株式会社の場合は、会社設立時の定款は公証役場にて、会社法で求められている事項が記載されているかどうかを確認されます。そして、法律上問題がない定款は、公証役場で認証され、定款としての効力を持ちます。
また、会社法だけではカバーできない部分を、定款で補うことも可能です。定款を上手く活用することで、社内で発生するトラブルを事前に防ぐことが可能です。
いつ定款が必要になるのか?
主に以下のタイミングで定款が必要となります。
・新しい会社を設立するとき
新しい会社を設立する際には、定款の作成が必要です。 会社の基本的なルールを明確にすることで、将来の問題やトラブルを防ぐ役割を果たします。
・公的な補助金や助成金を申請するとき
・各種許認可を申請するとき
許認可許可を申請する際、定款の提出が必要となる場合があります。なお、申請する事業が会社の目的として登記されていない場合、許認可の申請を行う前に定款の変更と登記が必要となります。
・法人口座を開設するとき
法人口座を開設する際、定款の提出を求められることがあります。
定款に記載する事項
定款には、会社の名前や事業内容、所在地といった会社の基本情報に加えて、会社の指針となるさまざまな規則を記載します。
①定款の構成
会社法では定款の構成については定めていません。必要事項が記載されていれば構成やフォーマットなどは任意とされています。 取締役会や監査役を設置しない場合の一般的な定款の構成としては、総則、株式、株主総会、取締役、計算、附則の全6章で構成されたシンプルなものになります。
②定款の記載必須事項
定款に記載される事項には、(1)絶対的記載事項、(2)相対的記載事項、(3)任意的記載事項の3種類に分けられます。以下、それぞれ説明いたします。
(1) 絶対的記載事項
絶対的記載事項とは、その名の通り、定款に必ず記載しなければならない事項であり、内容は以下のとおりです。
① 商号 (会社の名称)
② 目的 (会社の事業内容)
③ 本店の所在地
④ 設立に際して出資される財産の価額またはその最低額
⑤ 発起人の氏名または名称及び住所
⑥ 発行可能株式総数
上記のひとつでも欠けている場合、定款自体が無効となります。ただし、発行可能株式総数については、認証のときではなく設立登記のときまでに記載すればよいことになっています。
(2) 相対的記載事項
相対的記載事項は、定款に必ずしも記載しなければならない事項ではありませんが、効力を生じさせるには定款に記載しなければならない事項をいいます。
【具体例】
公告の方法
株式譲渡制限に関する規定
基準日に関する規定
株主総会などの招集通知を出す期間の短縮に関する規定
役員の任期の伸長についての規定
(3) 任意的記載事項
法律に反しない内容であれば、会社が任意で決めた事項を定款に記載することができます。定款に記載しなくても効力が認められますが、定款に記載することによって決定した事項を明確にすることができます。
【具体例】
事業年度に関する定め
株主総会の議長の定め
定款の作成における注意点
①事業目的
定款に記載していない事業は行うことができません。 そのため、すぐに取り組む事業だけでなく、将来的に展開していく可能性のある事業も記載しておくようにしましょう。

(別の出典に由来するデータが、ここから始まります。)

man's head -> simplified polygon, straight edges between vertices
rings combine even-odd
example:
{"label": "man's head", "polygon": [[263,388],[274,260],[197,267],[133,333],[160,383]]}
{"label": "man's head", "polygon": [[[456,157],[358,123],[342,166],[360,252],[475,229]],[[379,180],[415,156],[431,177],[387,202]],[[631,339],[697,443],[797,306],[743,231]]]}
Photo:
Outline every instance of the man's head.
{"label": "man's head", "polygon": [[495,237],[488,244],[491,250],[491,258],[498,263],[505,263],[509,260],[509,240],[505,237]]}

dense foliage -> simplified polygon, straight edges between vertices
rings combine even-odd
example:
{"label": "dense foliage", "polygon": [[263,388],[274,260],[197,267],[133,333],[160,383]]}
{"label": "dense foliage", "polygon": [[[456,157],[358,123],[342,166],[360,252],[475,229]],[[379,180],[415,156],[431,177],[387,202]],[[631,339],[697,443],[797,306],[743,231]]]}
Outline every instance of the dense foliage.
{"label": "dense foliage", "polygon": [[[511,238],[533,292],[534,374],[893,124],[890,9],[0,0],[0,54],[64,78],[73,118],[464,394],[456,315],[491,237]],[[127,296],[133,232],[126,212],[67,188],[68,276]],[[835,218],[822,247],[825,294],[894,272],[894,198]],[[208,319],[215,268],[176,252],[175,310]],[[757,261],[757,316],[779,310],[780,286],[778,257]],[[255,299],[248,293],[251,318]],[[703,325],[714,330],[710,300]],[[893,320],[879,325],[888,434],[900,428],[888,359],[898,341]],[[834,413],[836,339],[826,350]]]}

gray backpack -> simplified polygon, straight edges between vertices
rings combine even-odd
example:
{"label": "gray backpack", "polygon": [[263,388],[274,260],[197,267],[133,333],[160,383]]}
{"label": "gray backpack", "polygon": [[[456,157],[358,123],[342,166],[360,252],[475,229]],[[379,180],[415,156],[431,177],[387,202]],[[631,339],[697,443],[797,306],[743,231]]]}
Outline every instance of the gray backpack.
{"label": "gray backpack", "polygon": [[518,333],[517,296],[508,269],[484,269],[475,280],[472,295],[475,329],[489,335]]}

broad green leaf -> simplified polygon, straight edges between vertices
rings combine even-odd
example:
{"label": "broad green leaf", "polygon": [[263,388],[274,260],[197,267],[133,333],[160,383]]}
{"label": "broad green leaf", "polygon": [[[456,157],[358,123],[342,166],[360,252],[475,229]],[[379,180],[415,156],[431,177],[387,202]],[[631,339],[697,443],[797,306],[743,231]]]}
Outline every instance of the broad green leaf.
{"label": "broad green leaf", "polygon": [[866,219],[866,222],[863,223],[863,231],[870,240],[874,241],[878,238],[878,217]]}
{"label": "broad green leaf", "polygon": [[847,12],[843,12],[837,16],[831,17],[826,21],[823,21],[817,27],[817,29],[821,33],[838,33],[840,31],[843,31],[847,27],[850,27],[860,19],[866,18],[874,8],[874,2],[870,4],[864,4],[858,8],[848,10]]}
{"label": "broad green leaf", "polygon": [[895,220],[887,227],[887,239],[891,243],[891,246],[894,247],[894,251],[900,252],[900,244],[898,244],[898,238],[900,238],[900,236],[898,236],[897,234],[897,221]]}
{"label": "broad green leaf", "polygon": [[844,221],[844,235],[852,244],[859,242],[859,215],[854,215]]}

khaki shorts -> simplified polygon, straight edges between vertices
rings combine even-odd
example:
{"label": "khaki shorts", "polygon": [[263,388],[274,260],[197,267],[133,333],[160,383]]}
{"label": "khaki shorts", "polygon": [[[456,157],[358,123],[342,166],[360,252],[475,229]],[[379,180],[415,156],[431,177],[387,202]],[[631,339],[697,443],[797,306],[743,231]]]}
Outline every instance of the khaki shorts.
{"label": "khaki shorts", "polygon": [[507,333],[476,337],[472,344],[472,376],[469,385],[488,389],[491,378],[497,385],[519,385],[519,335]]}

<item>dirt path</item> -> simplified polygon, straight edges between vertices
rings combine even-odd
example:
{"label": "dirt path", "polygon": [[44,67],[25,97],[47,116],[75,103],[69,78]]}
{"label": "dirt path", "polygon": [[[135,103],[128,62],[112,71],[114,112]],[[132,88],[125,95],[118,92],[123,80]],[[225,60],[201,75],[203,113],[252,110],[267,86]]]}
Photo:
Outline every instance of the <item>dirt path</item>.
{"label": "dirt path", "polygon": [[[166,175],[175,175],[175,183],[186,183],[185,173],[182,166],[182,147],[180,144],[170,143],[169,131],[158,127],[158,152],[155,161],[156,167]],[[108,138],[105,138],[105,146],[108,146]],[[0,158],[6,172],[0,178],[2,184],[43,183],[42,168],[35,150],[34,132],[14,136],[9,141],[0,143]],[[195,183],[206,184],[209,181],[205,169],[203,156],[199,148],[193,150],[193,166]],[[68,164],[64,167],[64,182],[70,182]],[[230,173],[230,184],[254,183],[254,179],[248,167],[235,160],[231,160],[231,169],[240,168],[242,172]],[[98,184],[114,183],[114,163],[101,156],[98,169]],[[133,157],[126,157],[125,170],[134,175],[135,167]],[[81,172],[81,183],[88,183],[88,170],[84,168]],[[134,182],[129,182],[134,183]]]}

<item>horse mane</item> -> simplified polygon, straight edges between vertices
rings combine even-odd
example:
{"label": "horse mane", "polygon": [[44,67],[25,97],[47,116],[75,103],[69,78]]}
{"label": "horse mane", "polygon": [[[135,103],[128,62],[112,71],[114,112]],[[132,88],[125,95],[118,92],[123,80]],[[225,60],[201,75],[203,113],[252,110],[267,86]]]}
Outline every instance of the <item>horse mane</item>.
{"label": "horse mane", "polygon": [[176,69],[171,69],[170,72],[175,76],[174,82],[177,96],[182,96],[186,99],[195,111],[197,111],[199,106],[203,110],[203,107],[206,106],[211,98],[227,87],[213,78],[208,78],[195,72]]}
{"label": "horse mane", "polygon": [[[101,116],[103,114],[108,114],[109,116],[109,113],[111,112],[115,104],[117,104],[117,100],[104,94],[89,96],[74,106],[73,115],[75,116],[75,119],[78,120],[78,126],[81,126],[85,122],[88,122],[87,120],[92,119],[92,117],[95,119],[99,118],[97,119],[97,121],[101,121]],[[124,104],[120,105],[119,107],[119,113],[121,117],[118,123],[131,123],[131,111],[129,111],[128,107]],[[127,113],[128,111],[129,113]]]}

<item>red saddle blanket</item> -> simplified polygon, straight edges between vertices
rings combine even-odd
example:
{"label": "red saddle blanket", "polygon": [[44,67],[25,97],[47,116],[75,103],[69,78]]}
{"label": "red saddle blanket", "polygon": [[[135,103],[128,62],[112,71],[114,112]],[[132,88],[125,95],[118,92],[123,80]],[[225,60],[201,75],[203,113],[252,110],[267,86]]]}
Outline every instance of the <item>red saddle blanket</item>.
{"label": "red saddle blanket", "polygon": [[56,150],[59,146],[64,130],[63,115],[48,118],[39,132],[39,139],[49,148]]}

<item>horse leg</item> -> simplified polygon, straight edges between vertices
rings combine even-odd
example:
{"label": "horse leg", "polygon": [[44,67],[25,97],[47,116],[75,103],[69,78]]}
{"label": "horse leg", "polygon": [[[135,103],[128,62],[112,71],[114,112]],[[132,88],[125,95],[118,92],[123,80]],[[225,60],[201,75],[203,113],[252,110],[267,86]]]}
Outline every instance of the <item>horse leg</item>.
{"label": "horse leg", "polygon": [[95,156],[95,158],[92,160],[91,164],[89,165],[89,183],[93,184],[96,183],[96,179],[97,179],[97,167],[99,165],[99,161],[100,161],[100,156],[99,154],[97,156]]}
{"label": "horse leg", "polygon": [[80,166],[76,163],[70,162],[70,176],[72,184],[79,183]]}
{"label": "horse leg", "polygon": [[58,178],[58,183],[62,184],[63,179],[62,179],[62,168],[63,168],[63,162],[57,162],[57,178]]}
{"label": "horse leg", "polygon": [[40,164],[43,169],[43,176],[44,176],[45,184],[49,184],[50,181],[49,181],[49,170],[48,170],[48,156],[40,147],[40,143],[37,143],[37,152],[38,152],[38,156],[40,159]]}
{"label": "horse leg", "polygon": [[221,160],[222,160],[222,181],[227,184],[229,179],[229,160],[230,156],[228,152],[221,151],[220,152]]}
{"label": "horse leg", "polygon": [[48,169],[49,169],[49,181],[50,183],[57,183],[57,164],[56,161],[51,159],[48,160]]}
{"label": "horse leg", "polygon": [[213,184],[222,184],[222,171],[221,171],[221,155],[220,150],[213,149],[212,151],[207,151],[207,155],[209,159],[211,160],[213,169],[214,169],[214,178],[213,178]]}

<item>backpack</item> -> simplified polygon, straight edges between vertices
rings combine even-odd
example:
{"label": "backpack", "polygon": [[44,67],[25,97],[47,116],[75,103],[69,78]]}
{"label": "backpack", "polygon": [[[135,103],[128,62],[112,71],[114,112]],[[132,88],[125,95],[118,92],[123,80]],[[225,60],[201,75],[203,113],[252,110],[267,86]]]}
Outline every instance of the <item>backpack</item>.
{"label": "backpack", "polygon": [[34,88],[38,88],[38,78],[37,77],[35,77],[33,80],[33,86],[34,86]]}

また、営業許認可を要する事業の場合、定款の事業目的に一定のキーワードが入っていないと、許認可取得手続きが先に進まない場合がありますので、漏れがないよう注意しましょう。
②本店所在地
本店所在地は市や区までの最小行政区の記載で問題ありません。 定款で番地や号まで記載してしまうと、少し住所が変わるだけで定款変更の手続きをしなければなりません。最小行政区までの記載にしておくことで、その範囲内での住所変更の場合、定款変更手続きが不要です。
③決議方法
コロナ禍を機に、総会を実開催からWEB開催や書面・電磁的記録による決議で行う会社が増えています。 そのため、定款に実開催以外の決議方法も認めている旨を記載しておくと、よいでしょう。
定款と約款の違い
定款とは「会社の根本規則」について書かれたもので、会社の最も重要な規則を定めたものとなります。 約款(やっかん)とは契約条項のことです。「会社と個人が契約する際の取り決め」のようなものです。売買に関していえば、当事者は誰なのか、売買代金はいくらか、いつ支払えばいいかなどの内容を纏めたまとめたものになります。

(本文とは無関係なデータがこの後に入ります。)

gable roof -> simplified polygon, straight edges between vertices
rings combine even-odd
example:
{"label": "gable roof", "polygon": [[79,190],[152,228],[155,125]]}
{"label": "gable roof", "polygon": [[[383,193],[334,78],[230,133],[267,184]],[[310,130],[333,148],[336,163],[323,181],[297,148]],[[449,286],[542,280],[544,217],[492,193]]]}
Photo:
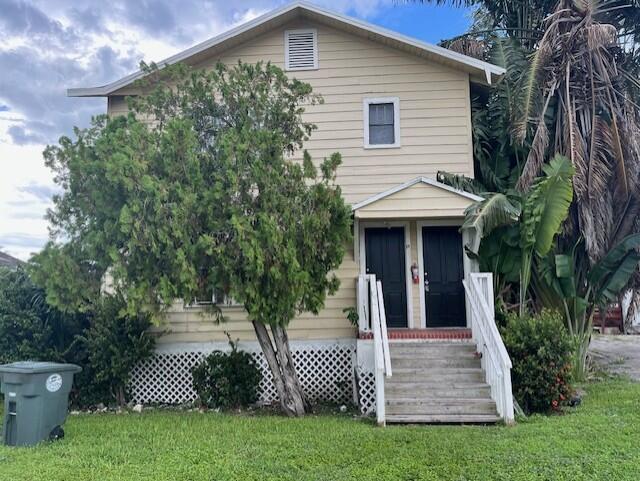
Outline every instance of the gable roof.
{"label": "gable roof", "polygon": [[15,269],[22,264],[23,262],[20,259],[16,259],[15,257],[10,256],[9,254],[5,254],[4,252],[0,252],[0,267]]}
{"label": "gable roof", "polygon": [[[415,38],[407,37],[397,32],[372,25],[362,20],[341,15],[306,2],[294,2],[282,8],[266,13],[254,20],[242,24],[221,35],[206,40],[161,62],[159,67],[179,62],[196,63],[199,59],[214,55],[223,50],[239,45],[262,33],[282,26],[295,18],[307,18],[331,27],[344,30],[359,37],[383,43],[413,55],[417,55],[434,62],[447,65],[458,70],[468,72],[472,81],[491,84],[500,78],[505,70],[473,57],[454,52]],[[144,76],[138,71],[126,77],[101,87],[72,88],[67,90],[69,97],[105,97],[119,89],[129,86]]]}
{"label": "gable roof", "polygon": [[376,194],[376,195],[374,195],[372,197],[369,197],[368,199],[365,199],[362,202],[358,202],[357,204],[352,205],[351,206],[351,210],[355,211],[355,210],[361,209],[363,207],[368,206],[369,204],[373,204],[374,202],[382,200],[385,197],[389,197],[390,195],[393,195],[396,192],[400,192],[401,190],[408,189],[409,187],[411,187],[413,185],[416,185],[416,184],[420,184],[420,183],[426,184],[426,185],[430,185],[432,187],[437,187],[438,189],[446,190],[447,192],[451,192],[452,194],[456,194],[456,195],[459,195],[461,197],[465,197],[465,198],[467,198],[469,200],[472,200],[474,202],[483,200],[482,197],[480,197],[479,195],[471,194],[469,192],[465,192],[464,190],[455,189],[455,188],[451,187],[450,185],[443,184],[442,182],[438,182],[437,180],[433,180],[433,179],[430,179],[428,177],[416,177],[415,179],[412,179],[409,182],[405,182],[404,184],[400,184],[400,185],[397,185],[396,187],[392,187],[389,190],[385,190],[384,192],[380,192],[379,194]]}
{"label": "gable roof", "polygon": [[351,207],[357,218],[461,217],[473,202],[482,200],[468,192],[430,179],[416,177],[358,202]]}

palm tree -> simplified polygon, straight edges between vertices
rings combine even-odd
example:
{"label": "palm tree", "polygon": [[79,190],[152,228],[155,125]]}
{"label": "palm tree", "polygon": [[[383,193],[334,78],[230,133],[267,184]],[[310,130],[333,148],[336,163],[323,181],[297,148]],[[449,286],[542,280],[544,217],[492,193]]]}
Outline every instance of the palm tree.
{"label": "palm tree", "polygon": [[[470,31],[444,42],[446,46],[507,68],[503,82],[479,96],[479,102],[476,98],[479,105],[472,110],[477,119],[473,122],[476,190],[484,185],[506,196],[516,187],[526,195],[549,159],[565,155],[575,170],[574,201],[550,255],[554,262],[557,258],[567,264],[571,259],[570,269],[578,283],[573,298],[591,304],[587,310],[566,309],[567,324],[575,327],[582,319],[579,330],[590,332],[595,306],[612,300],[610,296],[586,296],[584,289],[596,289],[599,281],[590,271],[597,271],[603,262],[609,272],[618,272],[620,265],[605,259],[610,260],[620,245],[626,246],[620,263],[624,260],[626,267],[633,268],[617,275],[607,292],[626,284],[635,290],[632,306],[640,306],[640,274],[637,262],[634,265],[628,257],[637,246],[627,240],[636,239],[633,235],[640,232],[640,0],[435,3],[476,9]],[[502,122],[491,122],[493,128],[487,129],[488,116],[496,113]],[[495,175],[506,171],[507,175]],[[440,179],[459,187],[470,183],[445,174]],[[505,202],[494,199],[492,206],[495,222],[508,216],[508,210],[498,212]],[[493,245],[493,250],[485,246],[485,251],[498,256],[493,259],[494,268],[508,271],[514,264],[507,255],[512,249],[504,246],[509,246],[513,230],[501,229],[499,233],[505,235],[499,243],[502,247],[496,249],[498,243],[488,239],[486,244]],[[566,292],[549,289],[549,282],[556,287],[568,285],[566,277],[558,277],[562,269],[556,272],[554,262],[539,256],[532,264],[533,287],[528,294],[534,307],[561,306],[566,300],[561,297]],[[508,278],[502,274],[502,279]],[[521,294],[524,291],[520,289]],[[522,301],[521,297],[521,308]],[[576,302],[574,307],[581,304]]]}
{"label": "palm tree", "polygon": [[[533,139],[518,189],[529,188],[550,153],[571,159],[576,202],[563,244],[582,239],[586,255],[578,259],[589,268],[640,232],[640,82],[633,60],[639,27],[598,21],[619,21],[619,3],[558,3],[524,77],[516,129],[521,142]],[[634,12],[637,20],[637,6]],[[640,297],[637,269],[627,287]]]}

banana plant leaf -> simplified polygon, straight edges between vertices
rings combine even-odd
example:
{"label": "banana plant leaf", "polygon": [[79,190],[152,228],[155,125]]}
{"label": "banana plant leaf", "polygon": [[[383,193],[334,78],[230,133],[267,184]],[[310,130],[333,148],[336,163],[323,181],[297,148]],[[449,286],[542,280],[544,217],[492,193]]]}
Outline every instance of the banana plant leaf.
{"label": "banana plant leaf", "polygon": [[574,168],[571,161],[556,155],[543,167],[545,175],[531,187],[523,208],[523,247],[533,246],[540,257],[547,255],[553,239],[567,218],[573,200]]}
{"label": "banana plant leaf", "polygon": [[498,227],[515,224],[519,218],[520,205],[505,194],[493,193],[467,207],[462,229],[473,228],[480,237],[486,237]]}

約款も定款も、「守らなければならない決まりごと・ルール」という類似した意味合いを持っていますが、定款は「組織を運営するためのルール」を意味しています。一方で、約款は「契約する時のルール」を意味しているという違いがあります。
定款を変更するにはどうすればよいか
事業の拡大、組織改革など定款の変更には様々な理由がありますが、変更する際には次のような手続きが必要になります。
【STEP1】株主総会での特別決議
定款の内容を変更するためには、「株主総会の決議」が必要。ここでいう「株主総会の決議」は特別決議(議決権の過半数を有する株主が出席し、出席した株主の議決権の3分の2以上の賛成を必要とする決議)を言う。
【STEP2】議事録を作成
株主総会の決議内容は、議事録として書面を作成する。株主総会を行った日時の他、議決した内容、出席した株主の議決権総数や、決議内容に必要な数の賛成を得たことは明確に残しておく。
【STEP3】法務局で登記
登記事項に影響する事項は、定款変更内容の登記を行う。
≪ポイント≫設立時のような公証人の定款認証は不要
【STEP4】議事録を保管
定款変更の決議をした際に作成した議事録は会社で保管する。
≪ポイント≫設立時に作成した定款(原始定款)を直接変更することはできない。
その他定款変更Q&A
Q1.なぜ、定款変更には株主総会の決議が必要なのか?軽微な変更は取締役会で行うことはできないか?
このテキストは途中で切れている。